Guardiamo chi oggi scrive in Francia, chi sa narrare… se diciamo un po’ di nomi, come un gioco, se dico i nomi di chi secondo me sa narrare e poi cerchiamo un altro nome francese… vediamo che è più immediato trovare nomi di scrittori immigrati. Come Tahar Ben Jalloun, Adonis, Salman Rushdi in Inghilterra… non so… potremmo continuare questo gioco all’infinito dicendo i nomi dei Nuyoricans di New York, dei Chicanos della California, o di tutti i margini del mondo… Brasile, Egitto, India… e le periferie delle città occidentali… il mondo dove vive la differenza… lì dove ancora il fuoco davanti a cui si narrava, non è stato completamente spento, sostituito da uno schermo che ti dice tutto e ti appiattisce… appiattisce verso il basso… omologa… annulla. Si dice che la globalizzazione annulli le differenze. Sì, ma in basso, non in alto dove tutti siamo uguali. Le annulla in basso dove siamo tutti cretini. E’ questo che si vuole.
Il più grande pericolo che io riconosco riguardo alla letteratura dei migranti - non so se è offensivo chiamarla così… ditemi voi... anch’io sono un migrante, sono sardo… parlo logudorese… - il pericolo, dicevo, è che questa ricchezza in arrivo si annulli nella sterile imitazione di ciò che qui è già letteratura…
Ecco, perché credo che il confronto, per rivelarsi utile e produttivo, deve saper conservare le differenze originarie e sapersi contaminare nello scambio. Non si impongano regole… arriverei a dire: nemmeno grammaticali, o sintattiche, o grafiche… Come in Gran Bretagna e Stati Uniti, dove abbiamo begli esempi di riscrittura dell’inglese… scrittori giamaicani… portoricani…
Un atteggiamento questo che può restituirci, come dicevo prima, complessità e differenze, e arricchire la forma letteraria dell’italiano, altrimenti destinata a confrontarsi, prima o poi, con lo spettro della propria sterilità.
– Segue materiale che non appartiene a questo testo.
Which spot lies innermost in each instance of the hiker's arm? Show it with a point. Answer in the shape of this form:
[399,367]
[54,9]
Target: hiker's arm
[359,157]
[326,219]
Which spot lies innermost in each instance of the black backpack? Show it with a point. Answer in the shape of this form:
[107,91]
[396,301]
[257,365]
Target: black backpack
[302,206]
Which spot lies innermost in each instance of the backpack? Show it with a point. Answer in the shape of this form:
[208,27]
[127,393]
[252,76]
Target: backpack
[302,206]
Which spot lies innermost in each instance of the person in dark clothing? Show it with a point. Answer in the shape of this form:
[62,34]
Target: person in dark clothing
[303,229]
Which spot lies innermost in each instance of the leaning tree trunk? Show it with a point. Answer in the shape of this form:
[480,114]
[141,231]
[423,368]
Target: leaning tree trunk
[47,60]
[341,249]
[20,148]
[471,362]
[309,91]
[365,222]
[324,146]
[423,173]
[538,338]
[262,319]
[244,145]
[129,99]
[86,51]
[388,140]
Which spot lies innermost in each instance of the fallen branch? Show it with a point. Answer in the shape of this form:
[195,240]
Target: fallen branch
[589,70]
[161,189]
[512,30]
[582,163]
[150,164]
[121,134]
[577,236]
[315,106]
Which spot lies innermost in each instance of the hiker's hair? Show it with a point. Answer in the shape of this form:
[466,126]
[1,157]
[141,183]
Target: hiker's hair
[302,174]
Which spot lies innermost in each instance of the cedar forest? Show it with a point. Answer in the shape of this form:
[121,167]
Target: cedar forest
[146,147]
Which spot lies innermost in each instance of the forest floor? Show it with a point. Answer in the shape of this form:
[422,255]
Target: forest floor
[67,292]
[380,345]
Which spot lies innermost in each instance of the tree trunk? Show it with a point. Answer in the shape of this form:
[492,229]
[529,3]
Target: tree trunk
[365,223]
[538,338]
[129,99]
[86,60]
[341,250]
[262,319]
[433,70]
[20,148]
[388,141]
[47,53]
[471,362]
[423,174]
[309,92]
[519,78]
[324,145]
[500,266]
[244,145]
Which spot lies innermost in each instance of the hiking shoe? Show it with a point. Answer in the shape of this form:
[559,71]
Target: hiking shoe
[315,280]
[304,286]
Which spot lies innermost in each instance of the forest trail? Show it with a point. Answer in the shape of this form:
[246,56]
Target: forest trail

È già successo cinquant’anni fa nel cinema.
Tutto ciò non vuol dire che in Italia, o fra gli italiani, non ci sia chi sa scrivere, chi è aperto, chi ha cultura, ed ha anche luminosità di sguardo… c’è, ma sono solo le eccezioni. Fortunatamente ci sono ancora, tra gli scrittori italiani… anche gli scrittori italiani… Con i miei discorsi di prima non sto rinnegando niente né voglio commettere lo stesso errore, rovesciato, dei colonizzatori. Ho il massimo rispetto e amore intellettuale per chi si pone questioni, per chi indaga sulle complessità.
Né sto emettendo giudizi. Però, guardiamoci in faccia: l’occidente non sa più narrare perché nessuno qui, già da tanto tempo, ha più narrato niente. Solo chi sa cos’è un popolo, una gente, chi sa ancora stare intorno a un fuoco, chi ha ascoltato un nonno narrare, sa narrare a sua volta, e potrà anche narrare. Gli altri, schiacciati dall’ovvietà del loro panorama televisivo, sono destinati ad un’espressione che si estingue senza nobiltà, evoluzione interiore, spiritualità…
Penso che la letteratura migrante sia il fenomeno che, finalmente, darà un po’ di respiro alla nostra presuntuosa e stitica cultura da occidentali.
E penso di essere stato chiaro. Dopo, se vogliamo, possiamo ancora chiacchierare di queste cose.